Perjalanan Penuh Warna ke Ujung Peradaban (3)

Pagi-pagi pintu Alfamart belum dibuka. Namun kesibukan di dalam toko sudah berdetak dinamis. Ada yang sembahyang, ada yang senam habis bangun tidur, ada yang memilih makanan. Omega kembali memasak air. Tak seberapa lama seduhan kopi memenuhi ruang teras toko. Beberapa keluar menyelinap melalui pintu yang dibuka sedikit.

Hari sudah terang tanah. Aktivitas penduduk sudah terlihat. Menikmati pagi sembari menyeruput kopi di undakan toko menjadi sebuah kenikmatan yang tiada tara. Lupa sudah kejadian kemarin yang seharian penuh menggowes didera hujan.

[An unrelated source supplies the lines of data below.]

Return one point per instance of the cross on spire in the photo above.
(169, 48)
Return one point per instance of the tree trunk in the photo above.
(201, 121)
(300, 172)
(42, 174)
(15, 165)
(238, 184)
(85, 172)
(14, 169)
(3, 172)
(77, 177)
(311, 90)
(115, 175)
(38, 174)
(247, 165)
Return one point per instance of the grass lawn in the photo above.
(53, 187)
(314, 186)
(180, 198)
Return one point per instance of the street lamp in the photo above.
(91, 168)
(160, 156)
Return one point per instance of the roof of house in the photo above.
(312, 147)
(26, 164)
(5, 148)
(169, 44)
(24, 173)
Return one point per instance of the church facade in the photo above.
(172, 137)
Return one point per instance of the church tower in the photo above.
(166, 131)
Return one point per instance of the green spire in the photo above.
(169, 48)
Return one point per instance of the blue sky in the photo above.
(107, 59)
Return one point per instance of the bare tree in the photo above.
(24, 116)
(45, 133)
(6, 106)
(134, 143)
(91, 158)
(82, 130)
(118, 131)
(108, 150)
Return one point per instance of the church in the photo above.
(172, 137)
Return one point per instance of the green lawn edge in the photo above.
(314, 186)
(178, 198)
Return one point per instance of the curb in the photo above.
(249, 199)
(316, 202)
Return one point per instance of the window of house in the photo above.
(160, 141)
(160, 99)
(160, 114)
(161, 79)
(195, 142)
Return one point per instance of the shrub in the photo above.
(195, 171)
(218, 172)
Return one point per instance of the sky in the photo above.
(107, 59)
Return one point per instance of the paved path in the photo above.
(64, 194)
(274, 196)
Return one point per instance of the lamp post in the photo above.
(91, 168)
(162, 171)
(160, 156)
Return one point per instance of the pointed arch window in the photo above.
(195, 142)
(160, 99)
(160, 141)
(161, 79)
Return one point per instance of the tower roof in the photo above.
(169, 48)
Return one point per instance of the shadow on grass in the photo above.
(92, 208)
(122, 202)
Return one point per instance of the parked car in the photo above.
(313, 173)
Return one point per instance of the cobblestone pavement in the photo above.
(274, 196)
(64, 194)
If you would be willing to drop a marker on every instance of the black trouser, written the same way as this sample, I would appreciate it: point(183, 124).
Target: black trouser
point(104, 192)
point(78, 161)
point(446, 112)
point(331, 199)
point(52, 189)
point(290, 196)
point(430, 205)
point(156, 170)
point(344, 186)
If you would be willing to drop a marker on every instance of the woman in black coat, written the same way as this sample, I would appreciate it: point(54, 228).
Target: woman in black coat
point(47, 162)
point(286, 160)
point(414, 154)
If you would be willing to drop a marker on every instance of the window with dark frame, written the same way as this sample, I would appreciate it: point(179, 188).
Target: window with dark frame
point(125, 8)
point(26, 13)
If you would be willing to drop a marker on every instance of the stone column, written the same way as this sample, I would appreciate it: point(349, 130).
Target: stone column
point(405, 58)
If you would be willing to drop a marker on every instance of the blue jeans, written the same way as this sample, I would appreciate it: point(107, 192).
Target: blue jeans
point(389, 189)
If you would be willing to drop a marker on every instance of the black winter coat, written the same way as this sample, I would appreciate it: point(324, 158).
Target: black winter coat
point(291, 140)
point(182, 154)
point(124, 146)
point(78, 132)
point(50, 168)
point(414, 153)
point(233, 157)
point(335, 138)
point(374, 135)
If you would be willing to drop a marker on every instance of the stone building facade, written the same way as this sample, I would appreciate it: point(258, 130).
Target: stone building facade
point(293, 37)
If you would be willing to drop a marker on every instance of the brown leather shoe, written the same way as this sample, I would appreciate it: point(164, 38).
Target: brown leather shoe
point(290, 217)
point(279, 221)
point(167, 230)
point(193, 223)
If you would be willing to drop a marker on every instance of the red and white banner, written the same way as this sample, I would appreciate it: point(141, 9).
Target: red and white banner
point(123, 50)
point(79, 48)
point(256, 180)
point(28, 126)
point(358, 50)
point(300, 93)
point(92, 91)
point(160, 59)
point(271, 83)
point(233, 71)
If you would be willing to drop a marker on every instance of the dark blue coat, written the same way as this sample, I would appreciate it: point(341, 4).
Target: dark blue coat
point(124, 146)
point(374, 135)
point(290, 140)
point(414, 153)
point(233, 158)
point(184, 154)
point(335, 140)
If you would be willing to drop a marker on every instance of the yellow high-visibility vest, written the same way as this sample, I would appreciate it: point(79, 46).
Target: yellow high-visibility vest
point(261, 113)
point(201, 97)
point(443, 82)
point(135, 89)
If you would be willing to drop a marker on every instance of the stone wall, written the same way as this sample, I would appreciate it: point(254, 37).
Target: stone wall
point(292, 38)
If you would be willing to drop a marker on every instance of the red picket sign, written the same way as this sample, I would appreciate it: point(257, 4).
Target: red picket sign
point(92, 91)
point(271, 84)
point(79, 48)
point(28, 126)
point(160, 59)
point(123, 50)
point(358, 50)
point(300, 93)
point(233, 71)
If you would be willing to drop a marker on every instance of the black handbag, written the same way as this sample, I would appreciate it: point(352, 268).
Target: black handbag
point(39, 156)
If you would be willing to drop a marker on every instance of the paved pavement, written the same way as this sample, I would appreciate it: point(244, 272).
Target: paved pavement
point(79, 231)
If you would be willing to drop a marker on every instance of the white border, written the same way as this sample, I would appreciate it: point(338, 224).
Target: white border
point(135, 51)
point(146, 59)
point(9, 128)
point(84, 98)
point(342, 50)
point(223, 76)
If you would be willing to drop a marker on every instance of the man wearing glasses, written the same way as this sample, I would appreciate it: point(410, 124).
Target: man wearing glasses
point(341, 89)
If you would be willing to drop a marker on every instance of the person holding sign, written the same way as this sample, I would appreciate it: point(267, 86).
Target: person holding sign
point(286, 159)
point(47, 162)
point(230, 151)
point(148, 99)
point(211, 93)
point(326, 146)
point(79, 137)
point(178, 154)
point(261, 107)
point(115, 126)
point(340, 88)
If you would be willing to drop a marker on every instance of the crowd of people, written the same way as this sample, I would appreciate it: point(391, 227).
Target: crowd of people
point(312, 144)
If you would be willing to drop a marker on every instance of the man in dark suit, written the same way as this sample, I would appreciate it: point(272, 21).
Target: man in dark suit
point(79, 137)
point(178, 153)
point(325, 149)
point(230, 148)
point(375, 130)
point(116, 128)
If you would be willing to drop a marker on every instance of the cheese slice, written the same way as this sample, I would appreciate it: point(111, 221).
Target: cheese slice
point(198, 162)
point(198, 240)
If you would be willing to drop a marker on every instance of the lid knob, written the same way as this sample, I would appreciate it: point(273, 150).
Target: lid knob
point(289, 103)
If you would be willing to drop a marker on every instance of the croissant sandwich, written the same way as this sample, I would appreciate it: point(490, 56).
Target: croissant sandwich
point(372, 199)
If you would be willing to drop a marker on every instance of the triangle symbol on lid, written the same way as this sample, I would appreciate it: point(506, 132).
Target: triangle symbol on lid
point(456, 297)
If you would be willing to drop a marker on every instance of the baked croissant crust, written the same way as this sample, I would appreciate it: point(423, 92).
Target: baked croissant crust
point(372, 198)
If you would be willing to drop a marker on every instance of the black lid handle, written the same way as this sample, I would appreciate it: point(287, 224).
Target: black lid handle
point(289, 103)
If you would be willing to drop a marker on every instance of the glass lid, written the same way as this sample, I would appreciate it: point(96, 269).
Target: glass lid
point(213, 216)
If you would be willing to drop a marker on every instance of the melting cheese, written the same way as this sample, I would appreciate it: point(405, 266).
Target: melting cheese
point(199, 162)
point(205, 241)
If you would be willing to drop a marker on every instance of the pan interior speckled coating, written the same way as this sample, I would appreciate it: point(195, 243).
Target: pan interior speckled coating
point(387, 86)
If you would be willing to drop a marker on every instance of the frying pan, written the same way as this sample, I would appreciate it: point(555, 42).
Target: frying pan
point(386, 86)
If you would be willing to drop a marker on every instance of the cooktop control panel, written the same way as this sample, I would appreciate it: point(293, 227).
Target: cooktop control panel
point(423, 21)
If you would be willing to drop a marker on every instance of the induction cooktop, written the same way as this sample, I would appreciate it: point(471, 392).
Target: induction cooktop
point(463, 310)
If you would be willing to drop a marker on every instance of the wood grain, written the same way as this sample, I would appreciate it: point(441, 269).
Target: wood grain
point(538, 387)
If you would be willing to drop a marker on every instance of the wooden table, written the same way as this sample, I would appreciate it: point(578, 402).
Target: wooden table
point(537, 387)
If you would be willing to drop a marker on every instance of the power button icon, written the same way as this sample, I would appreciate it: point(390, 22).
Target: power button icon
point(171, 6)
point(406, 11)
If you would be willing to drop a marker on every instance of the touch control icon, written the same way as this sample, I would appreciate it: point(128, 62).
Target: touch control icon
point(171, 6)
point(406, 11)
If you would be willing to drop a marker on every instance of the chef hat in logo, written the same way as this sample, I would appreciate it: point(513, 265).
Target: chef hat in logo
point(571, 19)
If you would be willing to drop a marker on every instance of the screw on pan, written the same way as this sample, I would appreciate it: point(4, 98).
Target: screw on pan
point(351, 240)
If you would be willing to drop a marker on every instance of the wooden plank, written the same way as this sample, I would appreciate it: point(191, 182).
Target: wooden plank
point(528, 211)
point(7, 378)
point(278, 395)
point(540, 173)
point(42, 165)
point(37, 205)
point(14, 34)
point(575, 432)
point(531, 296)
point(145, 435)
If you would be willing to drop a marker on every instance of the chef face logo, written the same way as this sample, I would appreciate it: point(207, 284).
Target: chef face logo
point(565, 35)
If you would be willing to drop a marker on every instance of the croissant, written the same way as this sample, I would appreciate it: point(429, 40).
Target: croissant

Ketika petugas toko mulai mempersiapkan tokonya, kami pun satu per satu mengeluarkan sepeda. Kemudian berganti antri mandi. Kami makan ala kadarnya, sekadar mengganjal perut. Sekitar pukul 07.00 kami meninggalkan Alfamart dengan segala kenangan akan anugerah yang tak terduga semalam.

Menuju Sumur ternyata jalanan masih rolling. Sinar mentari membantu memanaskan kaki kami untuk menaklukan tanjakan. Dari penampang profil setelah peta rute yang terekam di GPS dipindah ke komputer, ternyata dari Alfamart Cimanggu ke Sumur ada enam gundukan yang lumayan terjal. Tren turun memang terlihat, dari ketinggian 250 mdpl ke sekitar 25 mdpl dalam jarak 11-an km.

Ada turunan curam yang berakhir di sebuah jembatan. Perlu hati-hati karena jalanan menurun menikung. Saya sendiri sempat tak bisa berhenti di jembatan ketika teman-teman pada narsis di atas jembatan. Padahal di mana ada jembatan pasti ada turunan dan tanjakan. Karena kami sudah merasakan turunan, maka yang tertinggal adalah tanjakan.

Begitulah, setelah usai bernarsis di atas jembatan kami kembali menggurah dengkul untuk menaklukkan tanjakan yang cukup terjal. Nah, setelah tanjakan ini ada turunan panjang yang berujung pada pertigaan. Kanan atau kiri?

Jika lihat di peta arah yang benar kiri. Namun karena tidak yakin kami menghentikan sebuah mobil bak terbuka dan baru tahu kalau ke kanan itu ke Pantai Camara. Itulah gunanya bertanya hehe … Masih ada sisa turunan dari pertigaan itu sebelum melewati rolling tak berarti.

Hari masih pagi ketika kami sampai di pertigaan Sumur. Lurus ke Tamanjaya, kanan ke Pulau Umang. Kami sarapan dulu di warung makan yang baru buka tak jauh dari pertigaan ini sambil membahas rencana selanjutnya. Kesibukan warung langsung meningkat begitu kami datang. Apa yang ada di situ kami santap sebagai pengganjal perut menunggu soto pesanan kami.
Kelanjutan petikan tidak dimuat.